Ch112063 is right about the ignition switch, but they usually aren't intermittent. Two common things happen. One is a broken cam on the end of the cylinder. The dash lights will work fine, but the switch won't go quite far enough to hit the "Crank" position. The other problem is burned contacts and overheated / melted wiring and terminals at the switch connector. These CAN cause intermittent problems, but generally not with the cranking circuit. It more commonly affects the accessory circuit, (power windows, radio, etc.). This is more commonly seen when people use the heater fan on its highest setting quite often.

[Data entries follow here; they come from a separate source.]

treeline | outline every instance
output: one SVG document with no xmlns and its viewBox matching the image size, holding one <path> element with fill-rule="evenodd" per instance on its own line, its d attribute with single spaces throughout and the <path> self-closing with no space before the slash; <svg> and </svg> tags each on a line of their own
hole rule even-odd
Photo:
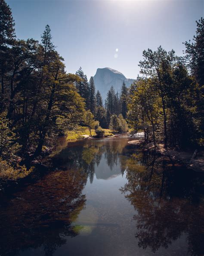
<svg viewBox="0 0 204 256">
<path fill-rule="evenodd" d="M 87 118 L 99 133 L 96 120 L 108 128 L 110 118 L 106 122 L 106 111 L 93 77 L 88 82 L 81 67 L 75 74 L 66 71 L 49 26 L 46 26 L 40 42 L 17 39 L 4 0 L 0 0 L 0 11 L 1 170 L 21 158 L 32 160 L 55 136 L 85 125 Z"/>
<path fill-rule="evenodd" d="M 144 51 L 139 62 L 143 75 L 132 85 L 128 120 L 142 129 L 155 147 L 178 148 L 203 144 L 204 20 L 197 22 L 193 42 L 185 42 L 185 55 L 161 46 Z"/>
<path fill-rule="evenodd" d="M 76 74 L 81 80 L 75 83 L 75 85 L 80 95 L 85 99 L 85 108 L 90 110 L 93 115 L 85 115 L 85 123 L 92 128 L 95 127 L 94 120 L 98 121 L 103 128 L 110 128 L 112 130 L 122 132 L 127 131 L 127 125 L 125 119 L 127 116 L 128 89 L 124 82 L 121 86 L 120 95 L 115 93 L 114 88 L 111 86 L 105 100 L 105 106 L 100 92 L 96 93 L 96 87 L 93 77 L 89 82 L 87 76 L 84 74 L 81 67 L 76 72 Z M 93 122 L 90 122 L 91 116 Z M 94 125 L 95 124 L 95 125 Z M 97 129 L 97 128 L 96 128 Z"/>
<path fill-rule="evenodd" d="M 35 157 L 46 137 L 63 134 L 82 119 L 85 103 L 75 85 L 80 78 L 66 72 L 48 25 L 40 42 L 16 39 L 10 9 L 4 0 L 0 3 L 1 155 L 13 133 L 8 147 L 18 143 L 22 155 L 31 147 Z"/>
</svg>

If you hear one loud clunk from the starter but it doesn't turn the engine, suspect worn solenoid contacts. This is extremely common, and just cycling the ignition switch to the crank position repeatedly will eventually get it to crank. This will get worse over the next few weeks or months. The contacts can be replaced for 20 bucks, but most people just replace the entire starter. You should not bang on it with a hammer. That worked many years ago with big heavy starters to jar worn brushes into making temporary contact. These starters have permanent magnets glued to the case instead of windings of wire that are bolted on. Banging on them will break them loose, and there is no practical repair then other than total starter replacement. These brushes never wear out. You'll go through a dozen sets of contacts before one set of brushes.
The additional clue it's worn solenoid contacts is the headlights and dome lights will not dim very much when trying to crank the engine. If the lights do dim when trying to crank the engine, suspect what ch112063 said about battery cables, terminals, and the battery itself.